Akihabara district in Tokyo is an “otaku” paradise – best known as a travel magnet for the legions of self-styled nerds who love “manga” Japanese comics – as well as electronics, video games and models of cartoon robots.

But down an unassuming side street, away from the flashing, neon glare of the main strip, is an altogether more soothing environment.

Akiba Fukurou is the brainchild of Shusaku Yasu, an early-30s owl enthusiast who has brought a little alternative night life to the buzzing district.

In the owl cafe sit around 25 owls, of varying sizes and breeds, quietly eyeing the human guests as they step around the quiet room. It’s not a big space – around 400 square feet in total, but the owls, which sit on perches around the room. are well behaved and entrancing, and the quietude lends the whole setup a certain serenity.

Branching out

Akiba Fukurou is the latest in a line of animal cafes that are popping up around Tokyo – and further afield – of increasing degrees of exoticism. First were cat cafes (now passe), then rabbits (cute, but ultimately a little boring), and reptile cafes (creepy?)and, now, owls.

Marta Kaczan is a Polish customer and finance worker visiting Tokyo from London, where she lives. She tells CNN that the owl cafe wasn’t primarily the reason why she made her trip, but she’s made it her mission to fit in as many animal cafes – including an earlier pit stop at a snake cafe – as she can during her brief period in the Japanese capital.

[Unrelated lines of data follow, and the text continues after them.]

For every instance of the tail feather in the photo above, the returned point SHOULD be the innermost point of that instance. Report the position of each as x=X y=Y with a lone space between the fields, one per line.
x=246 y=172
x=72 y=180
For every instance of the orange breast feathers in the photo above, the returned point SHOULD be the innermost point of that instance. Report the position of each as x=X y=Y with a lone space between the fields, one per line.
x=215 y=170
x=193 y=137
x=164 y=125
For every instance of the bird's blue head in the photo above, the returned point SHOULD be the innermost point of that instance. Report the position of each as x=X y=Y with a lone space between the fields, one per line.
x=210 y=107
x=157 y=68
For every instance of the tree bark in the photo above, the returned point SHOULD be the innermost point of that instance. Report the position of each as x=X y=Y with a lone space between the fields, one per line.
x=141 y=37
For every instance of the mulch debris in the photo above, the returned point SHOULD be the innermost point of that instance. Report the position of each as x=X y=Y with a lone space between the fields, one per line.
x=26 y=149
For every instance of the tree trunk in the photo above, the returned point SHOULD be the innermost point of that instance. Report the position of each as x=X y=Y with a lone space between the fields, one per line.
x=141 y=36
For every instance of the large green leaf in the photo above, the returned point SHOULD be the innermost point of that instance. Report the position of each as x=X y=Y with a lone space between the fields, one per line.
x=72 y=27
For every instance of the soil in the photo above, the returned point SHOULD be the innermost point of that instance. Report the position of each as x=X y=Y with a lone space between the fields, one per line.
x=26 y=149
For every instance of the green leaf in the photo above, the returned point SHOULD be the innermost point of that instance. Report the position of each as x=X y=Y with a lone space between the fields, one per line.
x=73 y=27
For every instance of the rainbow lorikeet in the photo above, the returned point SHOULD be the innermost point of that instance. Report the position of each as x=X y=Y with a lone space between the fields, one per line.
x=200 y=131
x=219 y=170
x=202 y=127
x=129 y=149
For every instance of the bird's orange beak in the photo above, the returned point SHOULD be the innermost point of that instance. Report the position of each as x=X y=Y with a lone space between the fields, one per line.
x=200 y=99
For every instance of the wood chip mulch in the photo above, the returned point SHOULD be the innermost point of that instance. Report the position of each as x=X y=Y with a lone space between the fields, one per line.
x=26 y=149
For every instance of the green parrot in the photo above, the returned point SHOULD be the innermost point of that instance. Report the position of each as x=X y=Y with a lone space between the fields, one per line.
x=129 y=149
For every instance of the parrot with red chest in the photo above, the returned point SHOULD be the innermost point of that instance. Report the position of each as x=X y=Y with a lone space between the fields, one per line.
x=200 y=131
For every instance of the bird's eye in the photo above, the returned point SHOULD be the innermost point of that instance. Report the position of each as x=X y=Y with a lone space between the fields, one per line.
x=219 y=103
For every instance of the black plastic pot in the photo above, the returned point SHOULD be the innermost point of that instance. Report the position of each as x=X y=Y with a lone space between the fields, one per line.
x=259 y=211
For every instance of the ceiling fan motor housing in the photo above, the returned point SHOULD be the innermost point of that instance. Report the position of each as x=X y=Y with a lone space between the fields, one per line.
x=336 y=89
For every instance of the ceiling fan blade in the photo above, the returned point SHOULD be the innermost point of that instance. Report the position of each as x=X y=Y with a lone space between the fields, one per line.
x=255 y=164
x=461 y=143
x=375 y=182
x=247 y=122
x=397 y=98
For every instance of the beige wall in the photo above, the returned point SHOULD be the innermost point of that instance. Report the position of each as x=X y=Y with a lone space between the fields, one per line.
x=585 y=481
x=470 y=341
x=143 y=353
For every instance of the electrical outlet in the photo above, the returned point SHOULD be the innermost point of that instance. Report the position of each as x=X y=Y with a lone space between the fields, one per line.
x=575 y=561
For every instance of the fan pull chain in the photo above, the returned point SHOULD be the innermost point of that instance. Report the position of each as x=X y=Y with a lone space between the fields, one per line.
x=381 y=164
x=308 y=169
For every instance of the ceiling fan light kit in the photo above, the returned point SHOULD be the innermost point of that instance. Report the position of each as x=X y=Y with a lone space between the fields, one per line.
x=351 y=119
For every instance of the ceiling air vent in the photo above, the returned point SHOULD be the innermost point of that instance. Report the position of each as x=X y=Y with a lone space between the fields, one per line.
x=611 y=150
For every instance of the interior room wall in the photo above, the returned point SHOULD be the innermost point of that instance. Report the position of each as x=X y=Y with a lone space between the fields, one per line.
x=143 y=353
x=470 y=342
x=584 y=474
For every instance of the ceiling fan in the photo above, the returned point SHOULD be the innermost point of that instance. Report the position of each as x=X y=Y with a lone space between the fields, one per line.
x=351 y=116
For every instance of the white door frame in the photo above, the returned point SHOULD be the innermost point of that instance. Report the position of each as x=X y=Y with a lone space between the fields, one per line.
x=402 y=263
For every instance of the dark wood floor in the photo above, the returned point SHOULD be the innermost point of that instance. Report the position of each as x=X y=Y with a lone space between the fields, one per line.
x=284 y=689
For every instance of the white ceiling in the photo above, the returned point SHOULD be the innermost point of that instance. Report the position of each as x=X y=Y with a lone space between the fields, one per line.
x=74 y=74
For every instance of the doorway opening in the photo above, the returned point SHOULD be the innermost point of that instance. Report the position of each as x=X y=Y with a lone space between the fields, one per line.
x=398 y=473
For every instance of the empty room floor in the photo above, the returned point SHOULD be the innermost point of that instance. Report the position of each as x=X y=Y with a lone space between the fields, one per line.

It’s not just the novelty that attracts people, however. Yasu says that he’s had people come back “60, 70 times” to the space – although sadly there’s no record of an entranced customer uttering the immortal line: “Owl be back.”

This might be to do with the setup. Unlike some of Tokyo’s other owl cafes, customers are allowed quite a high degree of interaction with the Akiba owls. For a fee of ¥1500 ($12) patrons are invited to pick an owl and sit at one of the small tables with it, stroking their impossibly soft feathers and cooing.

Word to the wise: Bring your own coffee

Sessions with the owls last about an hour, and at the end of it Yasu or his assistant with take a photo of you with your new feathered companion.

Contrary to its name, however, the ‘cafe’ element of the experience is significantly lacking. There is bottled water, but clearly the clientele is more invested in the owls than the prospect of a latte.

Thankfully, the owls’ refreshments are also separated from the meeting experience, as Yasu says they get by on a diet of pink, frozen mice.

Diverse group

Confronted with the range of breeds in Yasu’s flock, its clear how diverse the owl kingdom really is. There’s Shrimp, a pygmy owl who is new to the gang, and a little nervous, eeking as customers approach.

Because he’s just learning the ropes, this six-gram (0.2 oz) mite is spared the regular rounds of picking up, posing with photos and petting.

Others include the mesmerizing Charles Xavier, a black banded owl whose coal black eyes peer into your very soul. And then there’s Snowman, Kabuki and Mr. Satoshi; Sweet Potato and Gorilla.

Naming them is a very personal thing, says Yasu.

“It’s all about feeling,” he says. “You don’t really get to know the owls when you see pictures or read information about them.

“But when you get face-to-face you say, ‘Oh, he should be called ‘Okura,” for example.”

Ethical for animal lovers?

It’s tempting to feel a pang of sadness for them – little lines of owl captives – but in reality they don’t look like they give two hoots about their situation.

He gets them from a breeder friend of his, Yasu says, and they’re a mix of native and imported species, largely from Europe.

“They’re imprinted on humans as soon as they hatch,” Yabe tells us. “Humans are the first thing they see so they grow up used to us.”

At night, he takes them all home, for mouse dinners and bedtime. Although how much sleep he gets, in a Tokyo apartment full of nocturnal birds, is anyone’s guess.